Digital CX: How Utilities Can Exceed Customer Expectations
By Mia Papanicaloau

Most people don’t expect a good digital customer experience from their utility providers. While leading retailers, insurers, and banks have all put serious resources into digital customer experience (CX) and reaped the rewards, utilities have been slower off the mark.
While a focus on “keeping the water flowing” has historically served utilities well, customers now expect more from every organization with which they interact. The days when a utility could get away with communicating only at billing time or when a payment is overdue are long gone.
That said, utilities shouldn’t view digital customer communication as a chore that needs to be ticked off a checklist, but as an opportunity to build relationships with customers.
Giving Consumers What They Want
Consumers want hyper-personalized interactions and meaningful experiences that align with their lifestyles. Utilities need to provide services and communications that are relevant to each customer, like telling those who are increasingly environmentally aware how they can help reduce the consumption of resources that affect the environment.
Customers also expect to immediately receive the information they need. When a customer has a question, they expect the answer to be available anytime, anywhere. For utilities, this means being able to provide customers with information as soon as they ask for it, or even providing that information before the customer asks.

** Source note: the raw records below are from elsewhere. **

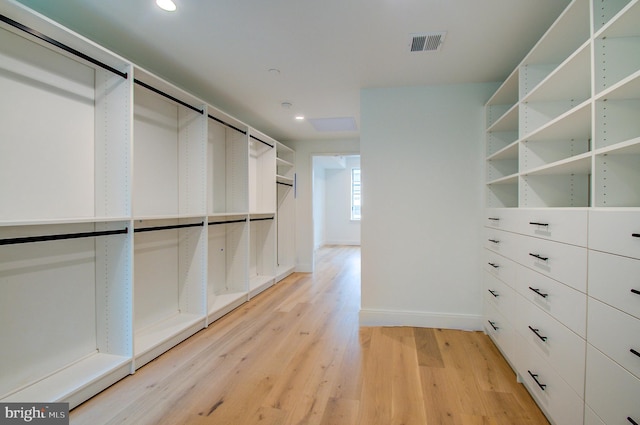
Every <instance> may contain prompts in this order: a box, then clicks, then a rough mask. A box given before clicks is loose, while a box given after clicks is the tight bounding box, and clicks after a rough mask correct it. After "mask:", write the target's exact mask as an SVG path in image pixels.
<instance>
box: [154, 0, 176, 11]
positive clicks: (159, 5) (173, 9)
mask: <svg viewBox="0 0 640 425" xmlns="http://www.w3.org/2000/svg"><path fill="white" fill-rule="evenodd" d="M156 4H157V5H158V7H159V8H160V9H162V10H166V11H167V12H173V11H175V10H176V4H175V3H174V2H173V0H156Z"/></svg>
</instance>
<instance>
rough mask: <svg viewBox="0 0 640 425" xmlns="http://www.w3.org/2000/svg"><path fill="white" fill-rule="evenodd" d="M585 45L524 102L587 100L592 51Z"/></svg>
mask: <svg viewBox="0 0 640 425" xmlns="http://www.w3.org/2000/svg"><path fill="white" fill-rule="evenodd" d="M590 46H591V45H590V42H589V41H587V42H586V43H584V44H583V45H582V46H581V47H580V49H578V50H576V51H575V52H574V53H573V54H572V55H571V56H569V57H568V58H567V59H566V60H565V61H564V62H563V63H561V64H560V65H559V66H558V67H557V68H556V69H555V70H554V71H553V72H551V73H550V74H549V75H548V76H547V77H546V78H545V79H544V80H542V81H541V82H540V84H538V85H537V86H536V87H535V88H534V89H532V90H531V91H530V92H529V94H527V96H525V97H524V99H522V101H523V102H548V101H554V100H571V99H587V98H589V96H590V94H591V73H590V71H591V66H590V63H591V49H590Z"/></svg>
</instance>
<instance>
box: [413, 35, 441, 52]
mask: <svg viewBox="0 0 640 425" xmlns="http://www.w3.org/2000/svg"><path fill="white" fill-rule="evenodd" d="M445 35H447V32H446V31H440V32H424V33H420V34H411V40H410V48H411V51H412V52H437V51H438V50H440V48H441V47H442V43H443V42H444V37H445Z"/></svg>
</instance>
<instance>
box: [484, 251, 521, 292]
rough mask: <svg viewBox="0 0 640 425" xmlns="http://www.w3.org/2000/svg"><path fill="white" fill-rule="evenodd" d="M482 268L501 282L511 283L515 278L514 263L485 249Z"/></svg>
mask: <svg viewBox="0 0 640 425" xmlns="http://www.w3.org/2000/svg"><path fill="white" fill-rule="evenodd" d="M484 251H485V261H484V268H485V270H486V271H488V272H489V273H491V274H492V275H493V276H495V277H497V278H498V279H500V280H502V281H503V282H505V283H507V284H509V285H513V282H514V281H515V278H516V263H515V262H513V261H511V260H509V259H508V258H506V257H504V256H502V255H500V254H498V253H496V252H493V251H490V250H487V249H485V250H484Z"/></svg>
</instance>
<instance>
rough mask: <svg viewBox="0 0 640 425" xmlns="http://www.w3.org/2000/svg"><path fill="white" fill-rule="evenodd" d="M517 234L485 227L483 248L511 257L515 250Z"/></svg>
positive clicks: (516, 242)
mask: <svg viewBox="0 0 640 425" xmlns="http://www.w3.org/2000/svg"><path fill="white" fill-rule="evenodd" d="M517 240H518V235H516V234H515V233H512V232H507V231H504V230H497V229H493V228H491V227H487V228H485V241H484V246H485V248H487V249H489V250H491V251H494V252H497V253H499V254H501V255H503V256H505V257H507V258H512V256H513V254H514V252H515V250H516V243H517Z"/></svg>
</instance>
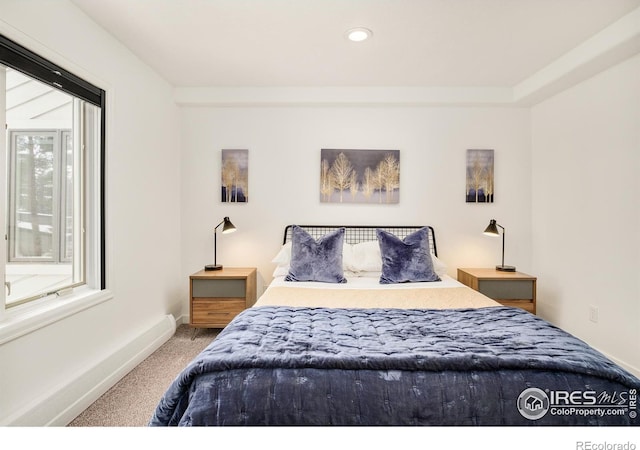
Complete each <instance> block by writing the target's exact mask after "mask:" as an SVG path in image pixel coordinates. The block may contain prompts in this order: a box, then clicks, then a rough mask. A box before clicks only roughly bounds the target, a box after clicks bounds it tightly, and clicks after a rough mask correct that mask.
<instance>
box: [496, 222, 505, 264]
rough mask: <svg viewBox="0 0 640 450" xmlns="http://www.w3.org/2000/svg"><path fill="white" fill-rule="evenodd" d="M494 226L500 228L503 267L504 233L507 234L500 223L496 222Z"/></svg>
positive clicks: (503, 254)
mask: <svg viewBox="0 0 640 450" xmlns="http://www.w3.org/2000/svg"><path fill="white" fill-rule="evenodd" d="M496 226H498V227H500V228H502V267H504V235H505V234H507V233H506V230H505V229H504V227H503V226H502V225H500V224H499V223H496Z"/></svg>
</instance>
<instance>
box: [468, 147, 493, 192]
mask: <svg viewBox="0 0 640 450" xmlns="http://www.w3.org/2000/svg"><path fill="white" fill-rule="evenodd" d="M493 195H494V184H493V150H467V187H466V198H467V203H493Z"/></svg>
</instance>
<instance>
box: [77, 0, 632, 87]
mask: <svg viewBox="0 0 640 450" xmlns="http://www.w3.org/2000/svg"><path fill="white" fill-rule="evenodd" d="M72 2H73V3H74V4H75V5H77V6H78V7H79V8H80V9H81V10H83V11H84V12H85V13H86V14H87V15H88V16H89V17H91V18H92V19H93V20H94V21H95V22H97V23H98V24H99V25H101V26H102V27H103V28H104V29H105V30H107V31H108V32H109V33H111V34H112V35H113V36H115V37H116V38H117V39H118V40H119V41H121V42H122V43H123V44H124V45H125V46H127V47H128V48H129V49H130V50H131V51H132V52H133V53H135V54H136V55H137V56H138V57H139V58H140V59H141V60H142V61H144V62H145V63H146V64H148V65H149V66H151V67H152V68H153V69H154V70H155V71H156V72H158V73H159V74H160V75H161V76H162V77H163V78H164V79H166V80H167V81H168V82H169V83H171V84H172V85H173V86H176V87H203V86H216V87H232V86H233V87H241V86H253V87H266V86H269V87H273V86H288V87H309V86H343V87H344V86H359V87H367V86H378V87H380V86H403V87H411V86H444V87H454V86H483V87H505V86H508V87H512V86H515V85H517V84H518V83H521V82H523V81H524V80H526V79H527V78H528V77H530V76H532V75H533V74H534V73H536V72H537V71H539V70H541V69H543V68H544V67H546V66H548V65H549V64H551V63H552V62H554V61H555V60H556V59H557V58H559V57H561V56H562V55H564V54H565V53H567V52H568V51H570V50H572V49H574V48H575V47H576V46H577V45H579V44H580V43H582V42H583V41H585V40H587V39H588V38H590V37H591V36H593V35H595V34H596V33H598V32H599V31H601V30H602V29H604V28H605V27H607V26H609V25H611V24H612V23H613V22H615V21H616V20H618V19H619V18H621V17H622V16H624V15H626V14H628V13H630V12H631V11H633V10H634V9H636V8H638V7H640V0H109V1H104V0H72ZM353 27H367V28H369V29H371V30H372V31H373V37H372V38H371V39H369V40H368V41H365V42H361V43H354V42H350V41H348V40H347V39H346V38H345V37H344V33H345V31H346V30H347V29H349V28H353Z"/></svg>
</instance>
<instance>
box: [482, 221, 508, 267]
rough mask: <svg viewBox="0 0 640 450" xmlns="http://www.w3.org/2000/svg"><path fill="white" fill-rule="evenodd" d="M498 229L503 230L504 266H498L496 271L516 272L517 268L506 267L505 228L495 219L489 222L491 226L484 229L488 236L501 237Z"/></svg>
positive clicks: (502, 241) (502, 265) (496, 266)
mask: <svg viewBox="0 0 640 450" xmlns="http://www.w3.org/2000/svg"><path fill="white" fill-rule="evenodd" d="M498 228H501V229H502V264H501V265H499V266H496V270H501V271H503V272H515V271H516V268H515V267H514V266H505V265H504V236H505V229H504V227H503V226H502V225H500V224H499V223H498V222H496V220H495V219H491V221H489V225H487V228H485V229H484V234H486V235H487V236H500V231H498Z"/></svg>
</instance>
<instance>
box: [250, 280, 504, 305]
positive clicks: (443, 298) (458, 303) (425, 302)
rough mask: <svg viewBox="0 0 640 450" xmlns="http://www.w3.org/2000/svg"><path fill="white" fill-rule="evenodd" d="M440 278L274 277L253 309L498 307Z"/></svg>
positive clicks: (469, 291) (452, 282)
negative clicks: (439, 279) (318, 277)
mask: <svg viewBox="0 0 640 450" xmlns="http://www.w3.org/2000/svg"><path fill="white" fill-rule="evenodd" d="M441 278H442V281H433V282H428V283H427V282H424V283H399V284H380V279H379V278H378V277H348V278H347V282H346V283H320V282H290V281H284V277H276V278H274V280H273V281H272V282H271V284H270V285H269V286H268V287H267V289H266V290H265V292H264V294H262V296H261V297H260V298H259V299H258V301H257V302H256V303H255V305H254V306H277V305H278V306H295V307H329V308H436V309H450V308H483V307H490V306H499V305H500V304H499V303H497V302H496V301H495V300H492V299H490V298H489V297H486V296H484V295H483V294H481V293H479V292H477V291H474V290H473V289H471V288H470V287H468V286H465V285H464V284H462V283H460V282H459V281H457V280H455V279H453V278H451V277H450V276H442V277H441Z"/></svg>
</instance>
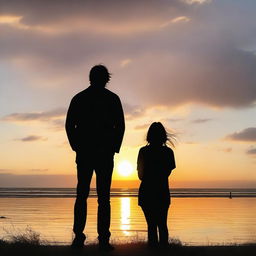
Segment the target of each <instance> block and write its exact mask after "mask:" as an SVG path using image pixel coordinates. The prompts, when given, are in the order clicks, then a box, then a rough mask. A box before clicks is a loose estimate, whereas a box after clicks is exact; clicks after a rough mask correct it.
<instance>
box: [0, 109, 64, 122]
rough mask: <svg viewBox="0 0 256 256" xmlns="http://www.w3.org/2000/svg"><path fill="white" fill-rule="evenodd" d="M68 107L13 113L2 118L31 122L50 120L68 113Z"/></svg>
mask: <svg viewBox="0 0 256 256" xmlns="http://www.w3.org/2000/svg"><path fill="white" fill-rule="evenodd" d="M66 112H67V111H66V109H64V108H58V109H54V110H51V111H45V112H29V113H12V114H9V115H6V116H4V117H3V118H2V119H1V120H2V121H6V122H29V121H48V120H50V119H55V118H58V117H63V116H64V115H66Z"/></svg>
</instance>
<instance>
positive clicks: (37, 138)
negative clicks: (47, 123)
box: [15, 135, 47, 142]
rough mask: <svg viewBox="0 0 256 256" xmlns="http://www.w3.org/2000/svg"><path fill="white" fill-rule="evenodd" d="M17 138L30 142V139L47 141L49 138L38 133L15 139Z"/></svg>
mask: <svg viewBox="0 0 256 256" xmlns="http://www.w3.org/2000/svg"><path fill="white" fill-rule="evenodd" d="M15 140H19V141H23V142H30V141H39V140H41V141H45V140H47V138H44V137H41V136H37V135H29V136H26V137H23V138H20V139H15Z"/></svg>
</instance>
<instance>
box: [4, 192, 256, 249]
mask: <svg viewBox="0 0 256 256" xmlns="http://www.w3.org/2000/svg"><path fill="white" fill-rule="evenodd" d="M137 193H138V192H137V190H136V189H112V191H111V209H112V212H111V233H112V236H111V239H112V241H114V242H127V241H137V240H145V239H146V236H147V226H146V222H145V218H144V216H143V213H142V211H141V209H140V207H139V206H138V204H137ZM170 193H171V197H172V200H171V201H172V203H171V206H170V209H169V215H168V228H169V235H170V237H171V238H177V239H179V240H180V241H181V242H182V243H183V244H188V245H212V244H230V243H239V244H240V243H253V242H254V243H255V242H256V214H255V213H256V189H172V190H171V192H170ZM74 200H75V189H72V188H0V238H4V239H8V238H9V237H10V235H12V234H21V233H23V232H24V231H25V230H26V229H32V230H34V231H36V232H38V233H40V235H41V238H42V239H43V240H46V241H47V242H48V243H51V244H69V243H70V242H71V241H72V237H73V234H72V224H73V205H74ZM96 221H97V197H96V191H95V189H91V193H90V197H89V198H88V217H87V224H86V228H85V233H86V235H87V242H88V243H91V242H95V241H97V232H96V230H97V223H96Z"/></svg>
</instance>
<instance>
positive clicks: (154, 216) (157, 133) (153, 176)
mask: <svg viewBox="0 0 256 256" xmlns="http://www.w3.org/2000/svg"><path fill="white" fill-rule="evenodd" d="M173 139H175V138H174V136H173V135H171V134H168V133H167V132H166V130H165V128H164V126H163V125H162V124H161V123H160V122H154V123H152V124H151V126H150V127H149V130H148V133H147V142H148V144H147V145H146V146H144V147H142V148H141V149H140V151H139V154H138V160H137V170H138V176H139V179H140V180H141V184H140V188H139V205H140V206H141V208H142V210H143V212H144V215H145V218H146V221H147V225H148V246H149V247H151V248H152V247H153V248H154V247H157V246H158V245H160V246H161V247H166V246H167V245H168V228H167V215H168V209H169V205H170V193H169V183H168V177H169V175H170V174H171V172H172V170H173V169H174V168H175V167H176V166H175V159H174V153H173V151H172V149H171V148H169V147H168V146H167V145H166V143H167V142H168V141H169V142H170V144H171V145H172V146H174V143H173ZM157 229H158V231H159V242H158V233H157Z"/></svg>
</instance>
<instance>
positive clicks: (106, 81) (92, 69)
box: [89, 65, 111, 86]
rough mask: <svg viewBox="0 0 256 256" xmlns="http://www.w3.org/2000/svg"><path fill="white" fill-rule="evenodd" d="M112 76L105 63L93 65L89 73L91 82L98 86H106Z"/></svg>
mask: <svg viewBox="0 0 256 256" xmlns="http://www.w3.org/2000/svg"><path fill="white" fill-rule="evenodd" d="M110 77H111V75H110V73H109V72H108V69H107V68H106V67H105V66H103V65H96V66H94V67H92V69H91V71H90V74H89V79H90V82H91V84H92V85H96V86H105V85H106V84H107V83H108V82H109V80H110Z"/></svg>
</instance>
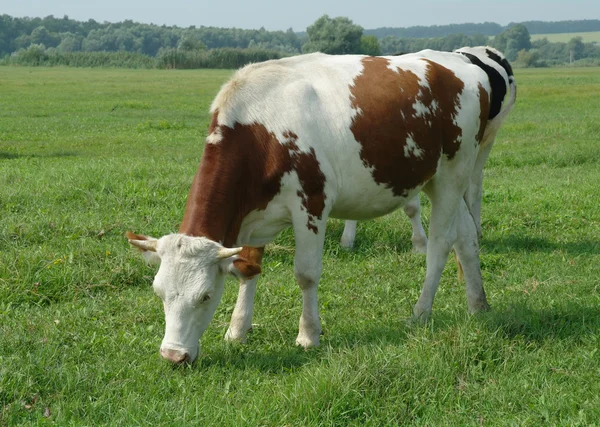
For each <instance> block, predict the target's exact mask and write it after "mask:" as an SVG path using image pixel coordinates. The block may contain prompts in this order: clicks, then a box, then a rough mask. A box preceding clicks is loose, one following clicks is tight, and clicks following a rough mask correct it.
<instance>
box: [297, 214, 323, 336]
mask: <svg viewBox="0 0 600 427" xmlns="http://www.w3.org/2000/svg"><path fill="white" fill-rule="evenodd" d="M325 224H326V220H323V221H319V223H318V225H317V226H316V227H310V228H307V225H306V221H304V222H302V223H301V224H299V225H296V224H294V233H295V237H296V255H295V257H294V274H295V275H296V280H297V282H298V286H299V287H300V289H301V291H302V315H301V316H300V323H299V331H298V337H297V338H296V344H297V345H299V346H302V347H304V348H309V347H316V346H318V345H319V340H320V336H321V320H320V318H319V303H318V296H317V289H318V285H319V280H320V278H321V271H322V269H323V259H322V258H323V242H324V240H325ZM315 229H316V232H315Z"/></svg>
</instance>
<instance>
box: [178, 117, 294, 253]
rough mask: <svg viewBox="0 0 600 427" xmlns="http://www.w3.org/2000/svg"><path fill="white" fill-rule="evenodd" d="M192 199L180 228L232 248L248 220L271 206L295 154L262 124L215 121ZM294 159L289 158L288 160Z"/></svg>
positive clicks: (193, 189)
mask: <svg viewBox="0 0 600 427" xmlns="http://www.w3.org/2000/svg"><path fill="white" fill-rule="evenodd" d="M209 135H218V137H215V139H217V142H214V143H207V144H206V146H205V148H204V153H203V155H202V160H201V161H200V166H199V168H198V172H197V173H196V176H195V177H194V181H193V183H192V187H191V190H190V194H189V197H188V200H187V205H186V209H185V214H184V217H183V222H182V224H181V227H180V233H183V234H187V235H190V236H204V237H207V238H209V239H211V240H213V241H216V242H221V243H222V244H223V245H224V246H226V247H231V246H232V245H234V244H235V243H236V240H237V238H238V235H239V232H240V228H241V224H242V221H243V219H244V218H245V217H246V215H247V214H248V213H250V212H251V211H253V210H256V209H259V210H264V209H266V207H267V205H268V203H269V201H271V200H272V199H273V197H274V196H275V195H276V194H277V193H279V190H280V187H281V178H282V176H283V174H284V172H286V171H288V170H289V166H287V167H286V166H285V165H283V164H281V163H282V161H283V162H284V163H288V162H289V160H288V158H289V154H287V149H284V148H283V147H282V146H281V144H280V143H279V141H277V139H276V138H275V136H274V135H273V134H272V133H270V132H268V131H267V130H266V128H265V127H264V126H262V125H259V124H251V125H241V124H239V123H236V124H235V125H234V126H233V127H227V126H224V125H217V124H216V120H214V118H213V124H211V127H210V129H209ZM285 160H288V162H285Z"/></svg>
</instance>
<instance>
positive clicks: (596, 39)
mask: <svg viewBox="0 0 600 427" xmlns="http://www.w3.org/2000/svg"><path fill="white" fill-rule="evenodd" d="M573 37H581V38H582V39H583V42H584V43H591V42H596V43H600V31H588V32H579V33H558V34H532V35H531V41H535V40H540V39H543V38H546V39H548V41H549V42H551V43H559V42H562V43H568V42H569V41H570V40H571V39H572V38H573Z"/></svg>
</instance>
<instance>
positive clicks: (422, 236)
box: [340, 48, 516, 254]
mask: <svg viewBox="0 0 600 427" xmlns="http://www.w3.org/2000/svg"><path fill="white" fill-rule="evenodd" d="M478 49H479V50H481V48H478ZM470 50H472V49H468V48H467V49H466V48H462V49H457V50H455V53H461V54H463V55H466V56H469V55H473V53H471V52H470ZM486 51H487V52H486V54H487V55H488V56H489V57H490V58H492V57H493V59H495V60H496V61H497V63H499V64H501V65H502V66H503V67H505V71H507V70H509V69H510V68H509V67H510V65H508V62H506V60H505V59H504V58H503V57H502V55H501V54H500V53H499V52H497V51H495V49H491V48H486ZM397 55H405V53H401V54H397ZM490 55H491V56H490ZM494 55H495V56H494ZM471 61H472V62H473V63H478V65H479V66H480V67H482V68H484V69H485V70H486V72H487V73H488V75H489V74H490V73H495V71H494V70H492V69H490V68H489V65H487V66H486V65H485V64H484V63H481V62H478V59H477V58H476V57H475V58H474V57H473V56H471ZM503 61H504V62H503ZM486 67H488V68H486ZM492 81H494V82H496V84H497V85H498V87H497V96H501V93H502V84H503V83H502V81H501V80H500V79H499V78H498V76H497V75H495V74H494V75H493V76H490V82H492ZM515 95H516V94H515ZM513 102H514V101H513ZM507 107H508V106H507ZM511 108H512V107H511ZM506 114H508V111H507V112H506ZM500 123H501V122H500ZM495 132H497V129H496V131H495ZM493 145H494V138H490V140H489V141H487V142H486V145H485V152H484V153H482V155H481V156H479V157H478V161H480V162H482V164H481V165H479V166H480V167H478V168H477V170H479V169H480V170H481V174H480V175H479V176H478V177H474V179H473V180H472V182H471V186H470V189H469V192H468V196H467V197H468V198H469V203H470V206H469V208H470V210H471V213H472V214H473V219H474V220H475V225H476V227H477V236H478V237H479V238H481V199H482V195H483V194H482V183H483V164H484V163H485V161H486V160H487V157H488V156H489V153H490V150H491V148H492V146H493ZM403 210H404V213H405V214H406V215H407V216H408V218H409V219H410V223H411V226H412V238H411V240H412V246H413V252H414V253H417V254H425V253H426V252H427V236H426V234H425V230H424V229H423V224H422V223H421V202H420V199H419V196H416V197H415V198H414V199H412V200H410V201H408V202H407V203H406V204H405V205H404V206H403ZM356 227H357V221H353V220H346V221H345V223H344V231H343V233H342V237H341V239H340V245H341V246H342V247H344V248H348V249H350V248H353V247H354V240H355V238H356Z"/></svg>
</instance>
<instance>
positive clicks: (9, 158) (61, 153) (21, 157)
mask: <svg viewBox="0 0 600 427" xmlns="http://www.w3.org/2000/svg"><path fill="white" fill-rule="evenodd" d="M75 156H77V153H75V152H73V151H56V152H54V153H47V154H15V153H9V152H6V151H0V160H10V159H33V158H40V159H45V158H52V157H75Z"/></svg>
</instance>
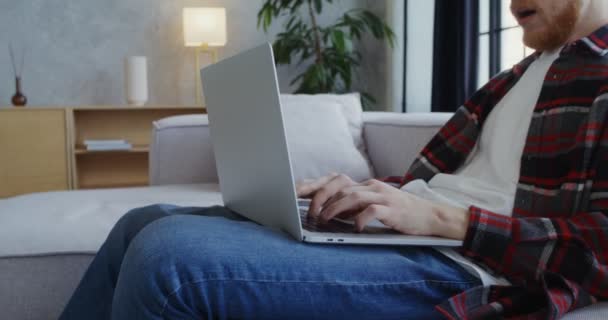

That’s because today’s consumers not only expect companies to know a lot about them, but they also expect a certain level of anticipation of their needs. Achieving this requires data and analytics tools that can predict the customer’s future behavior and provide the service or information before the customer is even aware of their need.
Using The Data To Your Advantage
Utilities are actually well-positioned to provide this kind of hyper-personalized communication because of their access to such a wealth of data.
Technologies such as smart meters, for instance, could warn customers with immediate communication of any surges in water usage that might be the result of a leak. Doing this before the customer is presented with a massive bill doesn’t only save them money, it will also improve their overall sentiment towards the utility concerned.
Using long-term profiles of their customers, utilities can also provide advice on how to save money by reducing consumption. This is made even easier if the utility happens to know what kind of appliances the customer has, and whether or not they have a swimming pool.
The Right Tech On The Right Channel
In order to ensure that utilities have these capabilities, they need to make use of the right technologies. Artificial intelligence (AI) and machine learning (ML), for example, are having a massive impact on the utility space.
AI will not only play a significant role in how utilities manage demand and infrastructure, but it will also help them understand consumer behavior and optimize engagement and communication. AI could be used to create individual offers and services to help utilities retain their most profitable customers, while ML applications could allow utilities to craft rates that maximize their margins while minimizing customer churn.
This kind of hyper-personalized service is most effective when it’s delivered on the channel that customers prefer, whether that is email, text message, app notification, or the customer portal. And channel preference is a moving target as new technologies provide more and more options.
Voice assistants, for instance, are becoming increasingly important. eMarketer.com predicts that 117.7 million Americans will use a voice assistant at least monthly in 2020, an increase of 9.5 percent from the previous year.
Enabling customers to access services via personal assistants such as Siri, Alexa, and Google Home will leapfrog CX expectations. For example, utilities could explore allowing customers to check their bill to date or their account balance by asking Alexa to tell them how much they owe. They could also provide a simple process for customers to pay the amount due via the same channel.
Digital Engagement At Every Step
Whatever technologies utilities adopt, they need to ensure that they consistently engage digitally with their customers, and not just when it’s time for the monthly bill. Importantly, these communications must be relevant, useful, and personal to each individual customer.
By taking this approach, utilities can achieve the kind of CX that players in other industries have benefited from — improving how people perceive them and increasing customer loyalty.
Mia Papanicolaou, COO of Striata, heads up the North, Central and South American operations, providing strategy and direction for both internal teams and clients alike. Papanicolaou is a regular speaker on digital customer communication and improving the customer experience. She started her career in South Africa in the media sector before moving to the electronic messaging space, where she served as business director for email marketing eMessageX. She joined Striata in 2006 as Head of Email Marketing. Papanicolaou moved to the UK as Head of Operations in 2010, after which she transferred to the U.S. in 2013 to take up the post of General Manager of the region.